Frosted Fish Tank Rick Burris
I bought a old fish tank and the back texture glass was painted like this. Looks like it was painted and put in the freezer. Who can help me find out what it is and how to do this.It is really cool looking and looks good with a little light behind the tank. The art teacher here at school did not know but he would like to know too.
Milly’s reply: Good question Rick. It’s a bit hard to see from your photo what exactly is going on, so I’ll give you a couple of answers – you never know, one might be right!
If those lines are like lead came, it could be a product/technique called Stained Glass Overlay, which bonds lead and colored mylars to a tempered glass surface and can impart a plastic texture to the surface. Not a favorite for traditional leaded glass artists making lead glass windows, but hey, each to his/her own.
Another guess is Krinklglas – specialists in decorative fiberglass reinforced plastics. Have a look at their website and see what you think – http://www.krinklglas.com.
Looks like a good environment for fish to float around in whatever it is. Anyone with other ideas on the texture glass, let us know.
Cleaning Glass From Antique Windows
I recently had a request from a lady in PA. Her husband bought an old church years ago. What was left of the last stained glass window recently fell apart. She sent me the pieces so that I could make something new with it as a surprise for her husband. The glass, especially the side that was apparently outside, has dirt and grime that I have been unable to scrub off. Do you know of any special cleaner or solution that might help? Janet
Wow, this makes me wonder what’s in the air to make them this dirty! A bit basic, but have you tried soaking the glass in water and detergent for a few hours before trying the scrubbing?
If that still doesn’t work, I always use isopropyl – rubbing alcohol – to clean my glass, although I have to say I haven’t been faced with dirty windows like these before! You can always mix it with vinegar – a cup of isopropyl, a cup of water and a tbsp of vinegar – but I think using it neat in this circumstance would be more effective. Use in a well ventilated space as directed by manufacturers.

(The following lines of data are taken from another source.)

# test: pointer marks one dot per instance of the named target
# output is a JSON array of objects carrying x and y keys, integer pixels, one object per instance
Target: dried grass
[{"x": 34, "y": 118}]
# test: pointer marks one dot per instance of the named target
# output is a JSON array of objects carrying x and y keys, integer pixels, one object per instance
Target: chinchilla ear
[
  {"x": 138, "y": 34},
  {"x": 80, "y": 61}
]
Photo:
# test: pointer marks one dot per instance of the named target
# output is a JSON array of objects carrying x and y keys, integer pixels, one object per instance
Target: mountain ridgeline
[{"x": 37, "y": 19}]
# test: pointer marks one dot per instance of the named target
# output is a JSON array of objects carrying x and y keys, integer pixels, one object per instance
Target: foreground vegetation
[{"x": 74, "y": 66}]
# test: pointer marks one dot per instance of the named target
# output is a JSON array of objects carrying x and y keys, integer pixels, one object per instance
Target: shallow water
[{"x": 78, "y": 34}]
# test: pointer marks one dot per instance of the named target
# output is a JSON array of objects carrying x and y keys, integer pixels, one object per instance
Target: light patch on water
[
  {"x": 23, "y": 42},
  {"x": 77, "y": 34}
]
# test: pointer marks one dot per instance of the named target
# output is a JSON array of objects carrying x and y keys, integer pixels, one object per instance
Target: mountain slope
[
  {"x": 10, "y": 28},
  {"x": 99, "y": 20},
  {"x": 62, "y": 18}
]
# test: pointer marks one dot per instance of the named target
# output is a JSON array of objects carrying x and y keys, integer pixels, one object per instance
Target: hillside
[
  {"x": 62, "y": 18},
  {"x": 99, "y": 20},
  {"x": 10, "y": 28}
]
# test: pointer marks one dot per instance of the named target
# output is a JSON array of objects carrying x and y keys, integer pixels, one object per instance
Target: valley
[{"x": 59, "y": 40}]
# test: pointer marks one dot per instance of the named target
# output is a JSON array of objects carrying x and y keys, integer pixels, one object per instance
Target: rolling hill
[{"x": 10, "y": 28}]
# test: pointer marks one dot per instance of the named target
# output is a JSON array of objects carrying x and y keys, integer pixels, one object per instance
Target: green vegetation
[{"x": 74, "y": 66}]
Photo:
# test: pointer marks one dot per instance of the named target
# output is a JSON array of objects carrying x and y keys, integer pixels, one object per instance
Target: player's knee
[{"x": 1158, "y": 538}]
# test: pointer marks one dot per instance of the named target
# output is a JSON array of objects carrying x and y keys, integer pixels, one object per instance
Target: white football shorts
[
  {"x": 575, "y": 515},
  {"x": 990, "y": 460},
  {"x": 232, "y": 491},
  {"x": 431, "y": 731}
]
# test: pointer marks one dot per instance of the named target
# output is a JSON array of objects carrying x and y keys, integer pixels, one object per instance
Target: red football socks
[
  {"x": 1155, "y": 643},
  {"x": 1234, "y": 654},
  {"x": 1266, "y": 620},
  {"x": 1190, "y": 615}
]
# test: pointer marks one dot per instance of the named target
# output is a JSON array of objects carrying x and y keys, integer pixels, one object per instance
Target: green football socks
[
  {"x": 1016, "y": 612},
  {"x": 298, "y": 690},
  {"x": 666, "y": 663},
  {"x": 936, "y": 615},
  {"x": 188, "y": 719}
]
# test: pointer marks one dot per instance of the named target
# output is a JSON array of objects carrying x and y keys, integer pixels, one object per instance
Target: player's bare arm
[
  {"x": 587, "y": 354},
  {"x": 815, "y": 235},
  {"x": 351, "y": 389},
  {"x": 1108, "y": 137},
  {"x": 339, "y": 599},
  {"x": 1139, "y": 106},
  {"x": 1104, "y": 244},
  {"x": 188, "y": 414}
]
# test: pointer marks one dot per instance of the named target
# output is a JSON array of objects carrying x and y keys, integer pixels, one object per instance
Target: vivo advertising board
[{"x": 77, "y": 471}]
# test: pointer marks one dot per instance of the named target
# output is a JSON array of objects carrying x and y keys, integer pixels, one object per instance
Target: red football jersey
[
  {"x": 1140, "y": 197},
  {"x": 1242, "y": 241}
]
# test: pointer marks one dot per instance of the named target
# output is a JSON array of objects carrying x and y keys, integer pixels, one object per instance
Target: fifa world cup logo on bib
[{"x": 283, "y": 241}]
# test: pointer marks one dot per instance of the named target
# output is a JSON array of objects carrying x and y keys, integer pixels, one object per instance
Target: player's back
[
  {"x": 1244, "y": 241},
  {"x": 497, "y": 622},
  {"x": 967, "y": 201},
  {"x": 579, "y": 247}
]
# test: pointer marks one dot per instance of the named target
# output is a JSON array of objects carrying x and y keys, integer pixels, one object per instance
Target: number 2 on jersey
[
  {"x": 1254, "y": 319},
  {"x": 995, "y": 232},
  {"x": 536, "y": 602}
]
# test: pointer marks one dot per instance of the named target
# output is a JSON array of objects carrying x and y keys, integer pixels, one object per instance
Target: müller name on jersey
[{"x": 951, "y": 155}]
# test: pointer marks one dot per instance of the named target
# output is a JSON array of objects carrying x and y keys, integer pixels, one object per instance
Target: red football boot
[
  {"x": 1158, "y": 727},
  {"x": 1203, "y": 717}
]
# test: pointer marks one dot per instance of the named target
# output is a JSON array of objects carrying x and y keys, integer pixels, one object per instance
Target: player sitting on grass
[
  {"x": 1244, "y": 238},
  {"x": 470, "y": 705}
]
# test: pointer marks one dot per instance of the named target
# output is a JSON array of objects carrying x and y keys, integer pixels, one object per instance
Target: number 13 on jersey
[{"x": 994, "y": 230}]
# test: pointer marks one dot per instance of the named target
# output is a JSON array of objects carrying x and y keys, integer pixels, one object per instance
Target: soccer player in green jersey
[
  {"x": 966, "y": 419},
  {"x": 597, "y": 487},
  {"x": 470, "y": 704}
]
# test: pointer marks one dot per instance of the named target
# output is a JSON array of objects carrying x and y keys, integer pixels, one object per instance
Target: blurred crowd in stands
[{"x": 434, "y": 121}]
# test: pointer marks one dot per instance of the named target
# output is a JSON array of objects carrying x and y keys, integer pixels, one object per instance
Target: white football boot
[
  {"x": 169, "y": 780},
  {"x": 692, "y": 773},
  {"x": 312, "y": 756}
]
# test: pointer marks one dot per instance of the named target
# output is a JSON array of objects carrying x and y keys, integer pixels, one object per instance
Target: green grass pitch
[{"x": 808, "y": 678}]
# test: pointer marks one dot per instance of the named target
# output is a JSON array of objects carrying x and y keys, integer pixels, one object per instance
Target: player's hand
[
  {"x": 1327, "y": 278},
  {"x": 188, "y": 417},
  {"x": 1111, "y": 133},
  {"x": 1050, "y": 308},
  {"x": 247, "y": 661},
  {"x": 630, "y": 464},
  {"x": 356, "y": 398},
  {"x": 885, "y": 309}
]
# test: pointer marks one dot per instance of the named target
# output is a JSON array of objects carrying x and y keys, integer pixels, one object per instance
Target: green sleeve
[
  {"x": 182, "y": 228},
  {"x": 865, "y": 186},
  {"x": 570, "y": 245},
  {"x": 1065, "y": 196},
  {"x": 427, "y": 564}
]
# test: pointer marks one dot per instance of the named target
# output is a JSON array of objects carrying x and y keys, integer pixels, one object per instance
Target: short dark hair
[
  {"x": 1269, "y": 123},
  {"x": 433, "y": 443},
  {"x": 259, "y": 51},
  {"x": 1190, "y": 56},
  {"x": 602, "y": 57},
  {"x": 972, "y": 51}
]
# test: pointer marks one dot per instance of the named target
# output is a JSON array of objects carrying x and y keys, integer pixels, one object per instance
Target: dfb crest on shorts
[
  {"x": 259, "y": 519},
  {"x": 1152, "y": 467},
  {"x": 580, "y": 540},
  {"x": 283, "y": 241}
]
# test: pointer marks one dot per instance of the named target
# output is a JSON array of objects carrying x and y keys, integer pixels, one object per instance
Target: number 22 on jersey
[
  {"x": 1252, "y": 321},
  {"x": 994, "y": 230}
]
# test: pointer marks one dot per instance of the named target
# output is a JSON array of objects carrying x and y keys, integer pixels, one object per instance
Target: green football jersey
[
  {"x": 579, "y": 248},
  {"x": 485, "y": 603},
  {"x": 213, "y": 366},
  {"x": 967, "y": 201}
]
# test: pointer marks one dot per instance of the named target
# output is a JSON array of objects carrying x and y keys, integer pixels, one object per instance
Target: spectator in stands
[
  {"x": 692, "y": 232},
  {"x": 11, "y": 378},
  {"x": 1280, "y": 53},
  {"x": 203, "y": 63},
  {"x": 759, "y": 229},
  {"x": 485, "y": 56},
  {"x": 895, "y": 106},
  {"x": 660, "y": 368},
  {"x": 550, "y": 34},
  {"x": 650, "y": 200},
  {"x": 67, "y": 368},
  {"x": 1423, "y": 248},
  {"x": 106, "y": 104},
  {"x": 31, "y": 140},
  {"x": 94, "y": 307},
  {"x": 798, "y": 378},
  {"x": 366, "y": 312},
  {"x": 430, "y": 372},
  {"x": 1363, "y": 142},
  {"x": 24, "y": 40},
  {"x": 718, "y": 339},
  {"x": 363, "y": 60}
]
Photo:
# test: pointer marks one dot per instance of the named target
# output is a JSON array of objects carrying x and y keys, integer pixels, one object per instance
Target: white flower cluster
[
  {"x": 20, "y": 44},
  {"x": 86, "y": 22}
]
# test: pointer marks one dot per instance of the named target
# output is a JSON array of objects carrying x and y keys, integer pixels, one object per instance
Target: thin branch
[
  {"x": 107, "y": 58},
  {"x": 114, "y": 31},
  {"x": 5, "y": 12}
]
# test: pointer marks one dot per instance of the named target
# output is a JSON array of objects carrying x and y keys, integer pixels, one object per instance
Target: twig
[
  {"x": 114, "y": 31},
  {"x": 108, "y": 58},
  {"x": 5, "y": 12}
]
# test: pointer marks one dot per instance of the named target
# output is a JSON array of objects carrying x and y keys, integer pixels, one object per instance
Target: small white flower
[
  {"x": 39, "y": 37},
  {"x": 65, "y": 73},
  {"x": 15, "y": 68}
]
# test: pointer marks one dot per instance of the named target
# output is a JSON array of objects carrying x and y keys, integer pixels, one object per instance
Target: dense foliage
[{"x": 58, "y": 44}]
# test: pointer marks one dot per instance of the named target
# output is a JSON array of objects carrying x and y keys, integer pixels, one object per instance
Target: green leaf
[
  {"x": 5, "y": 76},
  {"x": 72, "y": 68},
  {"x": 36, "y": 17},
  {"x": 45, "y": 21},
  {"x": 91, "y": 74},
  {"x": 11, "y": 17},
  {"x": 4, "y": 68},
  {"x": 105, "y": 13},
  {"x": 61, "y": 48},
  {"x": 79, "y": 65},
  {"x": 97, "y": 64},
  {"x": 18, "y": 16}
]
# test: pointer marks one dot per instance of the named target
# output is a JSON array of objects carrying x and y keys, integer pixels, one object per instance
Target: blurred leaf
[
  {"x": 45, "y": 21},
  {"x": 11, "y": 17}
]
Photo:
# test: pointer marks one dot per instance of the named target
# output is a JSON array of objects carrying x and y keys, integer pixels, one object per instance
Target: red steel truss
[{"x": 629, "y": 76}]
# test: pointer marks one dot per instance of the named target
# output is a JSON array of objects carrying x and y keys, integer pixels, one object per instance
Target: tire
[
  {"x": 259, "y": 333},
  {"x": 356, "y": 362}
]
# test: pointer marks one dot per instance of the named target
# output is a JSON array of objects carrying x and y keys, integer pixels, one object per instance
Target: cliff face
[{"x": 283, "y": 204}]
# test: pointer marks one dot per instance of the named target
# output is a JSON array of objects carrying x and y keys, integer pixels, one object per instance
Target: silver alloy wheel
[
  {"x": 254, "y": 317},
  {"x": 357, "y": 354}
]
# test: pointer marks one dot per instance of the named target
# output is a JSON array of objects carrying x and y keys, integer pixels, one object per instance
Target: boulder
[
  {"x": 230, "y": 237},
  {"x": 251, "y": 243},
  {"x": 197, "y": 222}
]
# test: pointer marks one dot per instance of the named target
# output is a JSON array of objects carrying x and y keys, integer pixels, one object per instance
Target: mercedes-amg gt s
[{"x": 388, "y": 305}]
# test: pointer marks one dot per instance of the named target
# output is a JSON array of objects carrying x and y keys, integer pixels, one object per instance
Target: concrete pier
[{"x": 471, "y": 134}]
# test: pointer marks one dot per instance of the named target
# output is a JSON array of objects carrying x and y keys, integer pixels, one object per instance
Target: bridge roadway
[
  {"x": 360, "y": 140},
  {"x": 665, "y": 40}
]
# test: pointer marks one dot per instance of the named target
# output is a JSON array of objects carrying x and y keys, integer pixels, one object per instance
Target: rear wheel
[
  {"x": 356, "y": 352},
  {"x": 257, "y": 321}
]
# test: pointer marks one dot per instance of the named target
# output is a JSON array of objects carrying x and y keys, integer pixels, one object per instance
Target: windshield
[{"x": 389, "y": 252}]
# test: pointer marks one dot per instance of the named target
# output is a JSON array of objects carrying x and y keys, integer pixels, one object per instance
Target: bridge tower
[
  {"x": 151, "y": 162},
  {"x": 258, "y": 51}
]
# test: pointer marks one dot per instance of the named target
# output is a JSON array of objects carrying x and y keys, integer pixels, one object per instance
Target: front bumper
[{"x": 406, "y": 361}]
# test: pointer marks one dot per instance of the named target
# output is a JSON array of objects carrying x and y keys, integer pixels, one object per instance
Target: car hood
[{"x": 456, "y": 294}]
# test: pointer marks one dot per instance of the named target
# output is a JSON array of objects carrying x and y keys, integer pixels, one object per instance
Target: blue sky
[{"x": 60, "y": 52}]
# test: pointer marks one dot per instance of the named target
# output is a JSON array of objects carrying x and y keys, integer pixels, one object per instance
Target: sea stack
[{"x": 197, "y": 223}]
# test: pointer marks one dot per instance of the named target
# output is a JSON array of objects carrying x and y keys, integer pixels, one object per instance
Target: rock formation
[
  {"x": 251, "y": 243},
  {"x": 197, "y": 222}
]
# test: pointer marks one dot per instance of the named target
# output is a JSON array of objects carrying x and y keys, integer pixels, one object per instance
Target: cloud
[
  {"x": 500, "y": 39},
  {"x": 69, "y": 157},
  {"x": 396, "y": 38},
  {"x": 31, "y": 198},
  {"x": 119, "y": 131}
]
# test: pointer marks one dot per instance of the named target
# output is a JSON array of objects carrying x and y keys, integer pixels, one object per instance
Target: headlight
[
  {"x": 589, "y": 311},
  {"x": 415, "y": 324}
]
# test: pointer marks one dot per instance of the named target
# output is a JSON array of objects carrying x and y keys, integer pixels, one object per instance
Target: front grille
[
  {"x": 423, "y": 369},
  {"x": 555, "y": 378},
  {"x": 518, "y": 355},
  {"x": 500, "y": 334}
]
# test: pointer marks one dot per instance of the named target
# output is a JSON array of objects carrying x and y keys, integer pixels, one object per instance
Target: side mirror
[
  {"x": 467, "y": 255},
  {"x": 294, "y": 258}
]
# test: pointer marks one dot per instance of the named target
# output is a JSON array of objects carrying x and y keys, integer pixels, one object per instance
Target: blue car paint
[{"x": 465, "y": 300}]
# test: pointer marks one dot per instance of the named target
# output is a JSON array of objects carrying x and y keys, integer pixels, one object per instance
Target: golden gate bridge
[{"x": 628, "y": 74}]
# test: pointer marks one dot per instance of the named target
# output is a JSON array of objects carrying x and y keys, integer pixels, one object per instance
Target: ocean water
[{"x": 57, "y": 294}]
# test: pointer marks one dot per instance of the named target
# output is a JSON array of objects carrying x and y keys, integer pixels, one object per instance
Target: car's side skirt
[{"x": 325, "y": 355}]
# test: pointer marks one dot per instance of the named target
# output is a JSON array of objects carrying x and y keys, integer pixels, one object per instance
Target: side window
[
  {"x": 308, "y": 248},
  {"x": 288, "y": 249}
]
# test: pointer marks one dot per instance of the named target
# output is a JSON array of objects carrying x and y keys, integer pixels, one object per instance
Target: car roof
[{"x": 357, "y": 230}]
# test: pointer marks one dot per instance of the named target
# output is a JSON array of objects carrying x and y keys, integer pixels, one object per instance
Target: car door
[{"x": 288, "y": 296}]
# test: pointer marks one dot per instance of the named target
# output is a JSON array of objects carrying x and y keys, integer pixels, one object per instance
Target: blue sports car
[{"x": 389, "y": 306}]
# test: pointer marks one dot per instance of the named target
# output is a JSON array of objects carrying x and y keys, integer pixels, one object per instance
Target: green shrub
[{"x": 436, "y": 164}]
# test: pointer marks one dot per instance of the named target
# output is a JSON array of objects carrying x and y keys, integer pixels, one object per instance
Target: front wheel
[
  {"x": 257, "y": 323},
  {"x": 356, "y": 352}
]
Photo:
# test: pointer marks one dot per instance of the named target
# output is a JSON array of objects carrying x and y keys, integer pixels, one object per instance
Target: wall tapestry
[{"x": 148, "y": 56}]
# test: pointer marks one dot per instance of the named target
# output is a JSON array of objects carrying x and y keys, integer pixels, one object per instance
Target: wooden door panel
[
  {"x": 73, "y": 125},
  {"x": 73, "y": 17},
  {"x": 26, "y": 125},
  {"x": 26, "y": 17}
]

I’d be interested to see what new stain glass window emerges from these fragments…
How is Stained Glass Made?
I’m doing a project on cathedrals…and stain glass windows are pretty important so I wanted to explain how they are made…and I wanted to put it in simpler terms..if you know what I mean…..how would you word it? Thanks Hayly
Hi Hayly, thanks for your query. I’ve got lots of information this on my site, including lots of photos covering the various steps you need to take – you could check it out here: How To Make Stained Glass.
Alternatively, here’s a quick whizz through – create a full scale coloured design – called a ‘cartoon’- and make a cutline from it; choose the colours you want from sheets of coloured glass and cut all the individual pieces out from your cutline with an oil-filled glass cutter, leaving a 2mm channel for the heart of the lead in between each piece. Then start leading, using different widths of lead to suit your design. Next step soldering, heating the solder up on each joint and melting it. This is followed by the messy cementing; filling the gaps under the flanges with leaded light cement to strengthen your panel. Clean it up and wait for it to dry for three days before the final polish with graphite. Simple!
I would like to use simple glass panels when we replace our stair railing which is open. Can I fuse glass to strengthen it? Linda
Milly’s reply: Hi Linda, it’s the dreaded health and safety question! I’m not sure if the regulations are the same as in the UK, but here tempered glass is required for anything under 800mm. So your stairs would come in under that height – I’m usually sniffy about regulations, but this is obviously a sensible one! Tempering glass means that if it does break, it will break safely and not in lethal shards. It’s also 5X stronger than regular float glass, so less likely to break in the first place.
The tempering is done in a toughening kiln – the glass is heated and cooled extremely quickly, forming an outside protective skin.
With regard to fused glass – this in itself doesn’t strengthen the glass or make it safe when it breaks. What you would have to do in this case is to make your fused panel/s, and then get them laminated to a sheet of tempered glass using the pouring method. You can get a specialised glass company to do this for you. Don’t forget the holes for the fixings, and ask the company before you start fusing glass for their advice on how to go about it.
Toughening glass that has been fused is fraught with difficulty due to the uneven thicknesses that normally occur. Many glass tempering companies won’t touch this kind of work because they fear that the glass will explode in the kiln and ruin their expensive equipment.
It’s all a bit confusing, but there is a way through the minefield! Good luck with it all. I’m really interested in these structural dilemmas, so let me know how you get on.